As the title of her talk suggests, she used the concrete example to make the point that we need to create incentives for companies to test and improve their AIs. In particular she suggested that:

  1. Companies should be encouraged/regulated to invest some of the profit they make from the efficiencies from AI in improving the AI.
  2. That a better way to deal with the problems of AIs than weaving humans into the loop would be to set up independent human testers who test the AI and have a mechanism of redress. She pointed out how humans in the loop can get lazy, can be incentivized to agree with the AI and so on.
  3. We need regulation! No other approach will motivate companies to improve their AIs.

We had an interesting conversation around the question of how one could test point 2. Can we come up with a way of testing which approach is better?

She shared a link to a collection of links to most of the relevant papers and information: Northwestern Panel, March 10 2022.

The Universal Paperclips Game

Just finished playing the Universal Paperclips game which was surprisingly fun. It took me about 3.5 hours to get to sentience. The idea of the game is that you are an AI running a paperclip company and you make decisions and investments. The game was inspired by the philosopher Nick Bostrom‘s paperclip maximizer thought experiment which shows the risk that some harmless AI that controls the making of paperclips might evolve into an AGI (Artificial General Intelligence) and pose a risk to us. It might even convert all the resources of the universe into paperclips. The original thought experiment is in Bostrom’s paper Ethical Issues in Advanced Artificial Intelligence to illustrate the point that “Artificial intellects need not have humanlike motives.”

Human are rarely willing slaves, but there is nothing implausible about the idea of a superintelligence having as its supergoal to serve humanity or some particular human, with no desire whatsoever to revolt or to “liberate” itself. It also seems perfectly possible to have a superintelligence whose sole goal is something completely arbitrary, such as to manufacture as many paperclips as possible, and who would resist with all its might any attempt to alter this goal. For better or worse, artificial intellects need not share our human motivational tendencies.

The game is rather addictive despite having a simple interface where all you can do is click on buttons making decisions. The decisions you get to make change over time and there are different panels that open up for exploration.

I learned about the game from an interesting blog entry by David Rosenthal on how It Isn’t About The Technology which is a response to enthusiasm about Web 3.0 and decentralized technologies (blockchain) and how they might save us, to which Rosenthal responds that it is isn’t about the technology.

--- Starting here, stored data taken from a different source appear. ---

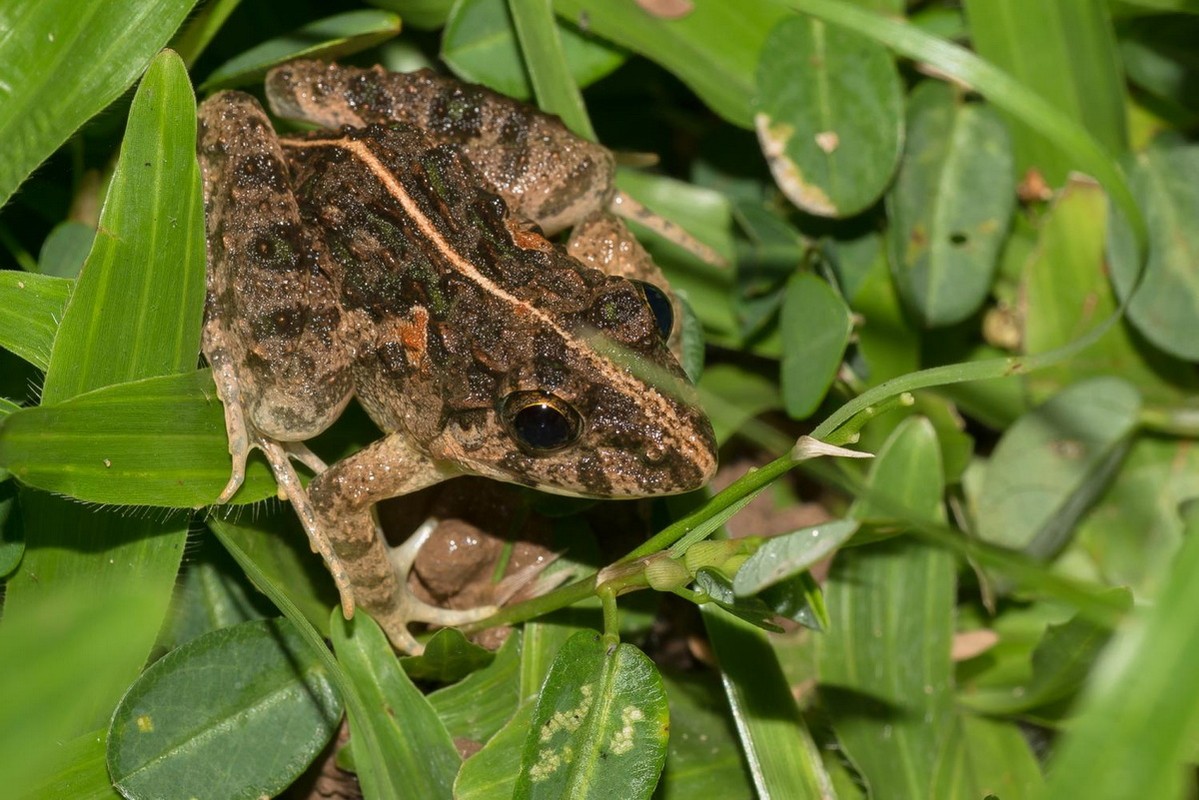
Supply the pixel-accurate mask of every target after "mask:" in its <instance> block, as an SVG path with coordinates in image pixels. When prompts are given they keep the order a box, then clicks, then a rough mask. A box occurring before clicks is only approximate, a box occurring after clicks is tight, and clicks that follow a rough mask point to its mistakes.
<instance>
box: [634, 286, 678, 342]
mask: <svg viewBox="0 0 1199 800" xmlns="http://www.w3.org/2000/svg"><path fill="white" fill-rule="evenodd" d="M640 284H641V291H644V293H645V301H646V302H647V303H650V311H652V312H653V319H655V321H657V324H658V333H659V335H661V336H662V338H663V339H668V338H670V331H671V330H673V329H674V308H673V307H671V306H670V299H669V297H667V295H665V293H664V291H662V289H659V288H657V287H656V285H653V284H652V283H645V282H644V281H643V282H640Z"/></svg>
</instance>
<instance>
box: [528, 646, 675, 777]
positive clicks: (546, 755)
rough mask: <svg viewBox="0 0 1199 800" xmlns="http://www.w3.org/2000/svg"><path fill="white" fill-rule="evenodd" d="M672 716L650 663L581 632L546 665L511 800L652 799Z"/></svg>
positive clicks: (663, 690)
mask: <svg viewBox="0 0 1199 800" xmlns="http://www.w3.org/2000/svg"><path fill="white" fill-rule="evenodd" d="M669 720H670V715H669V709H668V706H667V694H665V690H664V688H663V686H662V678H661V676H659V675H658V673H657V669H656V668H655V667H653V662H652V661H650V660H649V657H646V656H645V654H643V652H641V651H640V650H638V649H637V648H634V646H633V645H631V644H620V645H617V646H616V648H615V649H613V650H610V651H609V649H608V645H607V643H605V642H604V640H603V637H601V636H599V634H598V633H596V632H595V631H579V632H578V633H576V634H574V636H573V637H571V639H570V640H568V642H567V643H566V644H565V645H562V649H561V650H560V651H559V654H558V657H556V658H555V660H554V664H553V667H550V670H549V675H548V676H547V678H546V684H544V686H542V690H541V697H540V698H538V699H537V710H536V711H535V712H534V720H532V727H531V728H530V730H529V735H528V738H526V739H525V747H524V754H523V757H522V763H520V775H519V776H518V777H517V788H516V793H514V795H513V796H514V798H516V799H517V800H526V799H529V800H531V799H540V798H553V799H554V800H558V799H559V798H572V799H573V800H583V799H585V798H622V799H626V800H633V799H635V798H649V796H650V795H651V794H652V793H653V787H655V786H657V782H658V775H659V774H661V772H662V765H663V764H664V763H665V757H667V736H668V730H669V724H670V722H669Z"/></svg>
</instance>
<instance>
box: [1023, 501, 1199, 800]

One of the more interesting ideas that Rosenthal mentions is from Charles Stross’s keynote for the 34th Chaos Communications Congress to the effect that businesses are “slow AIs”. Corporations are machines that, like the paperclip maximizer, are self-optimizing and evolve until they are dangerous – something we are seeing with Google and Facebook.

Ottawa’s use of our location data raises big surveillance and privacy concerns

In order to track the pandemic, the Public Health Agency of Canada has been using location data without explicit and informed consent. Transparency is key to building and maintaining trust.

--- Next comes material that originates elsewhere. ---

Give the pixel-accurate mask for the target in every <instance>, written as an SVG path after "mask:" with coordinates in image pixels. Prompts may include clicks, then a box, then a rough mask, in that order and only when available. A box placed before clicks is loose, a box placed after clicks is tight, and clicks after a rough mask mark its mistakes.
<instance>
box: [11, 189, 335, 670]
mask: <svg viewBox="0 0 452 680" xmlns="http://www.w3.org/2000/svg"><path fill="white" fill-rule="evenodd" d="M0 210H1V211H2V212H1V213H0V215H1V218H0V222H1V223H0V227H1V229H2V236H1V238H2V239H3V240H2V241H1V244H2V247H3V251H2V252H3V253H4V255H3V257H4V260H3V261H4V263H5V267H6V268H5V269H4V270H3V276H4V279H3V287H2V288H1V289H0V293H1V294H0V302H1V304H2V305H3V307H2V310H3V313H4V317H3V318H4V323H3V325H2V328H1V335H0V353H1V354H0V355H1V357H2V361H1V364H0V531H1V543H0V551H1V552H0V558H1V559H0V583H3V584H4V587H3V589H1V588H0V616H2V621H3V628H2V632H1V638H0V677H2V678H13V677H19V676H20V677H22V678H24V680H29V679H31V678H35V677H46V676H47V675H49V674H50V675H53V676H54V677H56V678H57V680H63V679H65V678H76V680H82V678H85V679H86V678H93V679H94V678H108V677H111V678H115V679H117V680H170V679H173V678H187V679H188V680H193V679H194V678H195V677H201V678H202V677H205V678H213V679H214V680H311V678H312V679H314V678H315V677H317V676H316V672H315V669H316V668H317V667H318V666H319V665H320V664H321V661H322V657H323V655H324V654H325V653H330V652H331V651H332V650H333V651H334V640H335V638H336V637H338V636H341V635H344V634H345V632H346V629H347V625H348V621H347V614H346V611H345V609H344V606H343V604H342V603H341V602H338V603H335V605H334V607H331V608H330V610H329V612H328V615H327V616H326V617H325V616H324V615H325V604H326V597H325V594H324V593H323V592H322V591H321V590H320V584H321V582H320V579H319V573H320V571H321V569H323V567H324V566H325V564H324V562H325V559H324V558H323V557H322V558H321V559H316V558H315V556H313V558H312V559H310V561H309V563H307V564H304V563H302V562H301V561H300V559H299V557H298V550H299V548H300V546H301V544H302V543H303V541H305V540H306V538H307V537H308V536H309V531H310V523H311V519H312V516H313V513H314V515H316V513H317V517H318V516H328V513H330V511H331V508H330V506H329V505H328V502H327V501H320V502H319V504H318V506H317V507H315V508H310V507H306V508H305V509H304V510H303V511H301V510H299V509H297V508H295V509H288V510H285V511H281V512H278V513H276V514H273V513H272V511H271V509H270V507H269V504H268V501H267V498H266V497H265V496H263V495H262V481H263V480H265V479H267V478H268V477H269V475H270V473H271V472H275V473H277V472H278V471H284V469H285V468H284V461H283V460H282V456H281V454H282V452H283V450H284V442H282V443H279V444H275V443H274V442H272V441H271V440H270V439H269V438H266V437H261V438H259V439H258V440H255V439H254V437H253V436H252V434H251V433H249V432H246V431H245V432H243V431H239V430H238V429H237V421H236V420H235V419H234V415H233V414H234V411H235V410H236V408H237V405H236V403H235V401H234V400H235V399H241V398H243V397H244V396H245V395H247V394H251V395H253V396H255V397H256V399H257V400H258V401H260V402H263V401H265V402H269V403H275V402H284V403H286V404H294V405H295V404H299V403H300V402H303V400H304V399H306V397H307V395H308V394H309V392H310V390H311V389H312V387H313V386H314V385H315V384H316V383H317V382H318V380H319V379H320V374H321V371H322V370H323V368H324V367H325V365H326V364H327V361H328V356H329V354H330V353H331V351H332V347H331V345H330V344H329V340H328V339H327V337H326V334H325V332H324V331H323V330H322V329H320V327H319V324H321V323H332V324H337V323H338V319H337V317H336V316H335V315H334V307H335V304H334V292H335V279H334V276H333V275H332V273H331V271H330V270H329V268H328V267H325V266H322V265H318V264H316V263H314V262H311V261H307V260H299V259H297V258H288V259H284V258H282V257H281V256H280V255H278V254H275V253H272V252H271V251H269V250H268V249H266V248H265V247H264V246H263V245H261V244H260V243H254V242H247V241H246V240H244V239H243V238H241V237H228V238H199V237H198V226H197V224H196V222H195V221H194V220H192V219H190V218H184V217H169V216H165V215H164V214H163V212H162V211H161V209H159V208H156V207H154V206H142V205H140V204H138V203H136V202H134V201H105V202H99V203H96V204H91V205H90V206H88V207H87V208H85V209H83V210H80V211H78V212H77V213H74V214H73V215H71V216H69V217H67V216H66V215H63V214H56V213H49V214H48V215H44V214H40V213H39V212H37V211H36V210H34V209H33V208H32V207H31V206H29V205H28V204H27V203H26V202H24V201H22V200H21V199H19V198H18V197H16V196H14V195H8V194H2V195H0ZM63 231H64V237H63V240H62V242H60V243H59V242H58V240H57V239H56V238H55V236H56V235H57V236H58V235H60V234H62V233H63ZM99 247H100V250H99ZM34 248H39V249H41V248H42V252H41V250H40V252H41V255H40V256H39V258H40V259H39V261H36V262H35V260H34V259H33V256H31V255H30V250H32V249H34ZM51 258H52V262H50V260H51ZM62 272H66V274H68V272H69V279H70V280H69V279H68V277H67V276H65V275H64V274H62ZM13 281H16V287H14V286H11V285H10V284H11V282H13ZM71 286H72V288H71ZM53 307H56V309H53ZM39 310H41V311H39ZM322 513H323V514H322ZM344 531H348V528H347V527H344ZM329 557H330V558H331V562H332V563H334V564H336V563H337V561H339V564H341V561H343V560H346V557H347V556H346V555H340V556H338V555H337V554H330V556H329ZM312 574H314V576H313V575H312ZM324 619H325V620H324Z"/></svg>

The Conversation has just published an article on  Ottawa’s use of our location data raises big surveillance and privacy concerns. This was written with a number of colleagues who were part of a research retreat (Dagstuhl) on Mobility Data Analysis: from Technical to Ethical.

We are at a moment when ethical principles are really not enough and we need to start talking about best practices in order to develop a culture of ethical use of data.